Boston—For apartment owners and developers, this city is going through a golden period. Rents are expected to rise and vacancies are declining even as apartment construction soars, experts said.
Despite the pain of getting a permit here, the necessity of applying for a zoning variance almost any time a developer wants to build new multifamily housing, and the near impossibility of finding suburban sites to build on, more new apartments are now opening their doors in the Boston area than at any time since World War II.
Developers will finish 6,301 new market-rate rental apartments this year across the five counties of the Boston metro area, an increase of 2,000 from 2004, according to Northeast Apartment Advisors, Inc., a local research firm.
And even more apartments may be coming: 11,104 new rental units at 68 projects have received building permits from local officials. The number of new apartments completed each year should keep growing through 2008, according to Northeast Apartment Advisors.
One of those new projects, a 28-story high-rise projected for completion next year, is the biggest new apartment tower to come to Boston in 20 years, according to the developer. Archstone-Smith, a real estate investment trust (REIT) based in Englewood, Colo., worked for years to win the right to build the 420 mostly luxury rentals at Archstone Boston Common, first submitting its request for a building permit in December 2001.
Fortunately, Boston has a huge pent-up demand for new apartments because of “40 to 50 years of underproduction,” said Tom Meagher, Northeast Apartment Advisors’ president. Rent control and crime or worries about crime have kept developers away from the city for much of that time, he said.
Now that the Massachusetts economy is recovering from the loss of 206,000 jobs during the dot-com downturn, thousands of new tenants are moving into rental apartments, boosting absorption and helping keep rents strong even as the wave of new supply comes on the market. The state gained 51,000 jobs last year and another 23,000 in the first five months of this year.

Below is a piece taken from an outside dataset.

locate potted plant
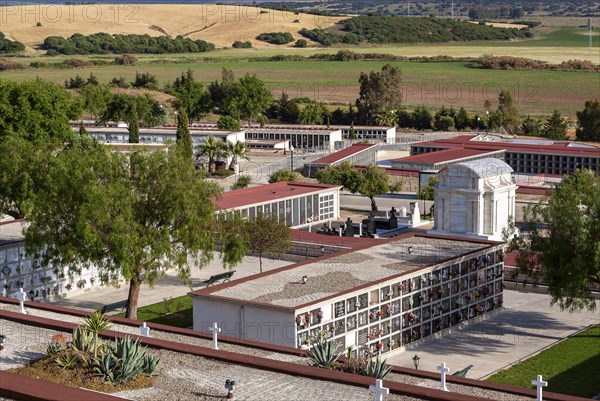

Improved job growth helped push absorption of empty apartments last year to the highest level since 2000, according to figures from Reis, Inc., a research company based in Manhattan, and the market is on pace to match that level 2006.
Meanwhile, vacancies are declining and experts expect the demand for apartments to keep climbing, pushing rents higher for at least as long as the national economy stays strong.
In the second quarter, rents grew nearly as much as they did over the entire 12 months of 2005, swelling by 1.5 percent compared to 1.7 percent last year.
Of course, these increases are nothing compared to the rent hikes of 2000, when 40 years of almost no new construction, the end of rent control, and the inflated economy of the tech boom combined to push rents up 14 percent. But it’s still respectable growth.
The healthy trend should continue as the local economy continues to firm up and the pace of new construction slows a little after 2008, mainly because it is still much easier to build office towers in Boston than apartments and the market for office space is recovering, said Meagher.
Condominium conversion projects have also helped keep the market tight by taking a massive number of rental apartments out of the competition for tenants. Between the start of 2005 and May 2006, 35 apartment developments totaling 4,223 units converted or announced their plans to convert to condominiums, offsetting roughly two-thirds of the new apartments that opened over the same period, according to Northeast Apartment Advisors.
But now that demand for their products is waning, condominium converters are less eager to buy apartment properties. That has sent prices down and pushed up capitalization rates, which represent the net operating income of a property as a percentage of the sales price. The city notched just $130 million in apartment sales in the second quarter, down from $620 million in the fourth quarter of 2005, according to Real Capital Analytics, a New York City-based research firm.